General MacArthur heard the amphibious specialists to a finish without his imperturbability being shaken. Even the onlookers who could not partake of his perfect faith were impressed. There was something magnificent about this old warrior in shirtsleeves and open collar, calmly smoking his pipe while hearing his plan dissected. Daring and optimism are supposed to be the exclusive prerogatives of youth, yet this smiling septuagenarian was not only the oldest officer at the conference, he was also the most confident and assured! After the PhibGru One presentation ended, he took 45 minutes for his comments. Speaking with eloquence, he declared that the natural obstacles and practical difficulties of the proposed Inchon operation were more than balanced in the strategic scale by the psychological advantages of a bold stroke. About 90 percent of the NKPA forces were fighting in the Pusan Perimeter. A combined offensive by X Corps and the Eighth Army would have the effect of placing the enemy between the hammer and anvil.
Referring to the Kunsan landing favored by General Collins and Admiral Sherman, CinCFE asserted that this objective was too far south for a fatal blow to be dealt the invaders. He cited a historical precept in Wolfe’s victory at Quebec, made possible by audacity in overcoming natural obstacles that the enemy regarded as insurmountable. He recalled the amphibious victories he himself had won in the Southwest Pacific, with the Navy and sometimes the Marine Corps sharing in the glory. And he ended on a dramatic note with a single, prophetic sentence spoken in a tense voice:
“We shall land at Inchon and I shall crush them!”[72]
[72] Karig, Korea, 165–168.
As the officers filed out into the noisy, teeming Tokyo street, most of them felt certain that the last word had been said. It was still possible, of course, for the Joint Chiefs to overrule CinCFE; and it was not likely that all of their doubts had been laid to rest. Nevertheless, the Navy and Marine planners proceeded on the basis that a final decision had been reached that August afternoon.
Brigade Victory in Korea
Before his arrival at Tokyo, General Shepherd had paid a flying visit to the headquarters of the Brigade in Korea immediately after the Marines stormed and seized Obong-ni Ridge. Just as General Craig’s men had taken part from 7 to 13 August in the first sustained UN counterattack, so this Army and Marine effort a week later became the first rout of a major NKPA unit. After putting up a fierce struggle to hold their bridgehead on the east bank of the river Naktong, the veteran troops of the NKPA 4th Division were shattered by repeated Marine attacks. Carrier-borne Corsairs of MAG-33 had a turkey shoot at the expense of panic stricken enemy soldiers who abandoned their arms in a wild flight. Some of the fugitives were shot down while trying to swim the river.

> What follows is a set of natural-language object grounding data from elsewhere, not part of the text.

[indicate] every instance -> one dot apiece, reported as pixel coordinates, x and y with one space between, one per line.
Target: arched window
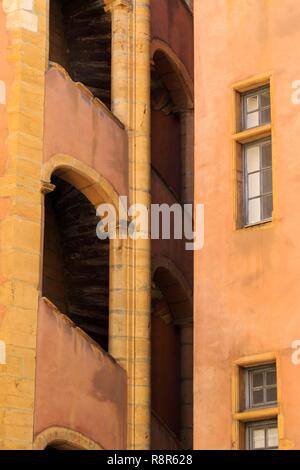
171 363
80 41
76 262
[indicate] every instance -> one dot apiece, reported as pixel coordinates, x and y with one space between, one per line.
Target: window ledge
249 135
257 224
257 414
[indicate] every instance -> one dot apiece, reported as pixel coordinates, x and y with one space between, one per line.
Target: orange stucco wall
246 281
77 126
78 386
170 21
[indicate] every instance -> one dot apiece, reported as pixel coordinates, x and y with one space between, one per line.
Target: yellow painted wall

Despite this encouraging little victory, it was still nip and tuck on the central front of the Pusan Perimeter. With the U. S. 2d Infantry Division and 5th RCT now in line, the Eighth Army strategy of trading space for time had resulted in whittling down the enemy’s material superiority. But the invaders still held the material advantage, and there were signs that they would soon launch an all-out effort to smash through to Pusan.
The Marine Amphibious Mission
General Shepherd, after being informed as to the Tokyo conferences, accompanied General Smith on the morning of 24 August to a meeting with Admirals Sherman, Radford, Joy, and Doyle. It was generally agreed that not enough weight had been given to amphibious considerations in the final decision to attack at Inchon. Navy opinion held that one more attempt should be made to propose another landing point with fewer hydrographic objections. The area south of Inchon had been investigated by Navy UDT and Marine amphibious scouts of the Reconnaissance Company, 1st Marine Division, who had sailed to the Far East with the Brigade. As a preliminary, this group had embarked on the USS Horace A. Bass (APD-124) and gone ashore undetected to stage several raids during the period 12–16 August on the enemy’s main line of communications along the west coast. Three tunnels and two railway bridges were destroyed without the loss of a man.[73]